Rate Limits
API limits are applied per API key. The current tier is controlled by apikey.rate_limit_tier.
Credits decide how many generations a user can pay for. API tiers decide how fast the user can call the API and how many tasks can run at the same time.
Tiers
| Tier | Create task | Query task | Active tasks |
|---|---|---|---|
| free | 1/s, 10/min | 2/s, 60/min | 1 |
| basic | 5/s, 180/min | 20/s, 1000/min | 5 |
| standard | 10/s, 600/min | 50/s, 3000/min | 15 |
| pro | 20/s, 1200/min | 100/s, 6000/min | 30 |
| ultra | 50/s, 3000/min | 200/s, 12000/min | 80 |
| enterprise | 100/s, 6000/min | 500/s, 30000/min | 300 |
Limit behavior
The API checks both a 1-second window and a 60-second window.

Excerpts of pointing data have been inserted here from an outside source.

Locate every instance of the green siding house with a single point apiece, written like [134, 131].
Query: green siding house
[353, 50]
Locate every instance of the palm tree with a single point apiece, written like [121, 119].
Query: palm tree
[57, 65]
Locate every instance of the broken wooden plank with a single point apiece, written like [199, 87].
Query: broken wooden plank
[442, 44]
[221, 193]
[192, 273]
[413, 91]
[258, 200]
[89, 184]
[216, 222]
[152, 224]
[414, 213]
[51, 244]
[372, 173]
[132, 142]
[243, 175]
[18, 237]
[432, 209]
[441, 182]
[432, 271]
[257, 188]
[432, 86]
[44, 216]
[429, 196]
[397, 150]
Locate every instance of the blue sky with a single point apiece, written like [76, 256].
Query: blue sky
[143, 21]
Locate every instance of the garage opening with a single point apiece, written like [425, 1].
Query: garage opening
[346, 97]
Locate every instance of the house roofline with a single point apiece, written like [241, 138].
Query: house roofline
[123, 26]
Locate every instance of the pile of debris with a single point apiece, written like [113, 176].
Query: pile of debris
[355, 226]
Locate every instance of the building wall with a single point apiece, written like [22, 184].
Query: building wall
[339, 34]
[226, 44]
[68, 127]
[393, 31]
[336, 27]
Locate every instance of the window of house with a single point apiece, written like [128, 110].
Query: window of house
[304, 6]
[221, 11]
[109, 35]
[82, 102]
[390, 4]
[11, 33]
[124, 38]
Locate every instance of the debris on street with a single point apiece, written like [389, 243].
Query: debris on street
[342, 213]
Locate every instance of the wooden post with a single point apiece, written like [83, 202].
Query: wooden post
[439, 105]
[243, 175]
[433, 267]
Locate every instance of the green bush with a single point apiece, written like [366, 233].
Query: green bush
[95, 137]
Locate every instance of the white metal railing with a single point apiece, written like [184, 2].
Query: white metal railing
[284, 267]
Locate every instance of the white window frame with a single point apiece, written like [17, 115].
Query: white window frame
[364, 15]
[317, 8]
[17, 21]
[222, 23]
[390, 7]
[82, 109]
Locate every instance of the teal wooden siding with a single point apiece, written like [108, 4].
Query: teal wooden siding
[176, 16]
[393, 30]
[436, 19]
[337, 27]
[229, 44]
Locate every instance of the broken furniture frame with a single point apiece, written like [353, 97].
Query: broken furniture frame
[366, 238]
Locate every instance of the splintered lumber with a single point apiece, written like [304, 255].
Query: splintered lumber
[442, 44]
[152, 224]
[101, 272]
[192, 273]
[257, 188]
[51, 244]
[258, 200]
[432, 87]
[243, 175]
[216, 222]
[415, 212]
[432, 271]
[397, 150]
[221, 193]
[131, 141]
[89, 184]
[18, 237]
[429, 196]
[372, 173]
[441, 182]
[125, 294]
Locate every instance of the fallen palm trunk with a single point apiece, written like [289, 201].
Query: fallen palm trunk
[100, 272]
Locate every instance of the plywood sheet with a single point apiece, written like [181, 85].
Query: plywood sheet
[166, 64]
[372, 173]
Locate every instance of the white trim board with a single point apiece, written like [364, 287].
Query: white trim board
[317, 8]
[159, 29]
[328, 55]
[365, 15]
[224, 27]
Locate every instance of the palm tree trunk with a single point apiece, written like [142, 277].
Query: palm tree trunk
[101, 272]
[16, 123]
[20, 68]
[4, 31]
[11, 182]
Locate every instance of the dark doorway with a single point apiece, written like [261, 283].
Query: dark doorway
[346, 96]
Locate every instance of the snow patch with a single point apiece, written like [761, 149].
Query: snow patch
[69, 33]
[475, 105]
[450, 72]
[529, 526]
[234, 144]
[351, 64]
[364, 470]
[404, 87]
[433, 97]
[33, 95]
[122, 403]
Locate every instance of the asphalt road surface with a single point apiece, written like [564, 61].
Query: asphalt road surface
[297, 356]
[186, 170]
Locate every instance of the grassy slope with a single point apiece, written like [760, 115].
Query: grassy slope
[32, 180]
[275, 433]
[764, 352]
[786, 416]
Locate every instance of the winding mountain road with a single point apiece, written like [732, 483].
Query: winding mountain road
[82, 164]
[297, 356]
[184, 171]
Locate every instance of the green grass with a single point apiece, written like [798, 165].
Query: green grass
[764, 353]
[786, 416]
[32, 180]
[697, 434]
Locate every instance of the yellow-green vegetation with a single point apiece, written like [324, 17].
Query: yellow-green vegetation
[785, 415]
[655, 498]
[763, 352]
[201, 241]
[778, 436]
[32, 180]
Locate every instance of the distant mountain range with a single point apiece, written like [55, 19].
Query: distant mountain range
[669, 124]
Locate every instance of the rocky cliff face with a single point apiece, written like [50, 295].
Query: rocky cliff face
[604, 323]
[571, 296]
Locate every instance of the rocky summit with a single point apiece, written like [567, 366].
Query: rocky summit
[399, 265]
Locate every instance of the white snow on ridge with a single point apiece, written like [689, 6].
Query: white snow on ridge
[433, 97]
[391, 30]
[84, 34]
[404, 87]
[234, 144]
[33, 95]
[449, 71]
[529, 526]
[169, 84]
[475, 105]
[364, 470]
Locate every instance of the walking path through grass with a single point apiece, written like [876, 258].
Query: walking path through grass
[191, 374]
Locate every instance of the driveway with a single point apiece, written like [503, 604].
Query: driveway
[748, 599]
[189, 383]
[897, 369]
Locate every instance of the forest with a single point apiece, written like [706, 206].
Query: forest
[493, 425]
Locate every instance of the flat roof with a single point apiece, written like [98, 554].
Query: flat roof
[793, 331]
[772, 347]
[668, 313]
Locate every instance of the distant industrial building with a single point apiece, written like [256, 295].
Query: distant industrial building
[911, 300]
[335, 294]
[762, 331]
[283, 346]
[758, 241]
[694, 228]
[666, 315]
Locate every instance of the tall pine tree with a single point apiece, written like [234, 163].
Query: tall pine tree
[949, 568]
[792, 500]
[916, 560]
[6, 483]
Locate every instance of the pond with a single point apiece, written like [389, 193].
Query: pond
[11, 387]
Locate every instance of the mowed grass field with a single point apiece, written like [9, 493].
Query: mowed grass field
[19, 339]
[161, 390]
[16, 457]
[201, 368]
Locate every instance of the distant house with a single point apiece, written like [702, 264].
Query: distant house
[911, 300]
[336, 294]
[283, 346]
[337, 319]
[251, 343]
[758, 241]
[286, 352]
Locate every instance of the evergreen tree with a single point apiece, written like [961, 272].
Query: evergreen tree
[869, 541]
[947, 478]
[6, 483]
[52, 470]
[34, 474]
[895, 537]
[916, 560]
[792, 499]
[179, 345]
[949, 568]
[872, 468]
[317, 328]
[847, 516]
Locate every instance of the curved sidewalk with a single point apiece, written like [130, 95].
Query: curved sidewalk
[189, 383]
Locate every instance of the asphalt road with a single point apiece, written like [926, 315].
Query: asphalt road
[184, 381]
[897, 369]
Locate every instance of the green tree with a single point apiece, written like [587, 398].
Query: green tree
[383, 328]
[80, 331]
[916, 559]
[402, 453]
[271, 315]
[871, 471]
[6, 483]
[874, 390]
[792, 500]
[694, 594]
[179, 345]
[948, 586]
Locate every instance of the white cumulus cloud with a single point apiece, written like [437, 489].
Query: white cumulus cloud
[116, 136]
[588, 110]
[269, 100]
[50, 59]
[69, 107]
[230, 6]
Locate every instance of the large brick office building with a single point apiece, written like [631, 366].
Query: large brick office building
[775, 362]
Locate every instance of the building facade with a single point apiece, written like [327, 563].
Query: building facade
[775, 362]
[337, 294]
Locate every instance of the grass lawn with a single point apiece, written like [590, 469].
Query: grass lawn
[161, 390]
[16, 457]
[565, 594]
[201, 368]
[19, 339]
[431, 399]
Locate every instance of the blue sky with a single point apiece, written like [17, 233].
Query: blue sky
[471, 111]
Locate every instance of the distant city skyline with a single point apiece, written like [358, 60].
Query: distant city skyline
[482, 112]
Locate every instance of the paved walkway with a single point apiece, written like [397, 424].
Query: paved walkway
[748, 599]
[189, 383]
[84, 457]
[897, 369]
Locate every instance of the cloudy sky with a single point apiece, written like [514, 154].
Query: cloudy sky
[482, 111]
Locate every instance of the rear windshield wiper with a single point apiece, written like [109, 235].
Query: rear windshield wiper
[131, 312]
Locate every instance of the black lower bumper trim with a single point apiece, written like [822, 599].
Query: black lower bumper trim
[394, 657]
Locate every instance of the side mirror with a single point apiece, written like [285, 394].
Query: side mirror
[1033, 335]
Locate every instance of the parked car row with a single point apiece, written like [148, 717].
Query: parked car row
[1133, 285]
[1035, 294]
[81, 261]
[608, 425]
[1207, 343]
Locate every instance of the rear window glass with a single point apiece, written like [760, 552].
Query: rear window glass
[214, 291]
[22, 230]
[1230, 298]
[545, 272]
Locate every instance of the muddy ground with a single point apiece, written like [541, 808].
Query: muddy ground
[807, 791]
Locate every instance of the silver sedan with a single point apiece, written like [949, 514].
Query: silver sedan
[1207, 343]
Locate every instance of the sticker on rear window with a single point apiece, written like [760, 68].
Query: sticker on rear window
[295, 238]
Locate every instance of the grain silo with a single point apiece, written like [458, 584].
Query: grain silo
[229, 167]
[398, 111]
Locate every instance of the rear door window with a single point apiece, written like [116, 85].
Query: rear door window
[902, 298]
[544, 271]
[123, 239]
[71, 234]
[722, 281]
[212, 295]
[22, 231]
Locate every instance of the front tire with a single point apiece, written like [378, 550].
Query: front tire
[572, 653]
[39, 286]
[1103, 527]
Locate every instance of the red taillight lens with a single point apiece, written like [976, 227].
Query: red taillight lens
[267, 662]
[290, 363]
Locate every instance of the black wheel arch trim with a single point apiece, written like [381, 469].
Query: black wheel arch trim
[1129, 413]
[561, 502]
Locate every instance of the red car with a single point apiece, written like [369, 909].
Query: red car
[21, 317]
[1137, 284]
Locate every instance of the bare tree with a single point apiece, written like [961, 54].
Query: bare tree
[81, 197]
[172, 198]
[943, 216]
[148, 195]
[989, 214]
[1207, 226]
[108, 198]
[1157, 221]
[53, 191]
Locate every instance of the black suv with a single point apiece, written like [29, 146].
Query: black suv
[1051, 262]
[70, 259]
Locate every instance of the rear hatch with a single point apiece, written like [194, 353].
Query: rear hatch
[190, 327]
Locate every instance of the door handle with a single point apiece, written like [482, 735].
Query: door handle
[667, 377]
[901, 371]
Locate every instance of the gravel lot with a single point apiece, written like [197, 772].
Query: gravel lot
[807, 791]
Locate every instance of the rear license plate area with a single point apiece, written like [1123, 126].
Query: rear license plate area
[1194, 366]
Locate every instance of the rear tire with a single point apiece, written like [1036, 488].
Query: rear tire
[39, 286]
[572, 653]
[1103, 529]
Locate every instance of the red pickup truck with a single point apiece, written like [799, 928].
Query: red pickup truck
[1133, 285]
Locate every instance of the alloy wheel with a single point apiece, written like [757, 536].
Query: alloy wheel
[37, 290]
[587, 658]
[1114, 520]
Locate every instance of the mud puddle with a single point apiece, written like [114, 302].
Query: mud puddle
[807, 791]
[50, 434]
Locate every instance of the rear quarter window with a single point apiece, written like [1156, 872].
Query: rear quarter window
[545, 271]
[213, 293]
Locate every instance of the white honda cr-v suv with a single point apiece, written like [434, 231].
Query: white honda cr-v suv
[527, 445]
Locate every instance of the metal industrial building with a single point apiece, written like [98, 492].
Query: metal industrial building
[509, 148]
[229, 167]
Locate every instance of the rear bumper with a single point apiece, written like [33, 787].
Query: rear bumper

If a request exceeds either window, it returns:
{
"code": 429,
"msg": "rate limit exceeded",
"data": {
"retryAfter": 17,
"limit": 180,
"tier": "basic",
"windowSeconds": 60
}
}Rejected requests do not enter the generation queue.
Enterprise overrides
Enterprise keys can override defaults with apikey.scopes.apiLimits.
{
"apiLimits": {
"activeTasks": 500,
"endpoints": {
"jobs.createTask": {
"perSecond": 150,
"perMinute": 9000
},
"jobs.recordInfo": {
"perSecond": 800,
"perMinute": 48000
}
}
}
}High enterprise traffic should use infrastructure designed for high-frequency counters, such as Cloudflare Durable Objects, KV, or Redis.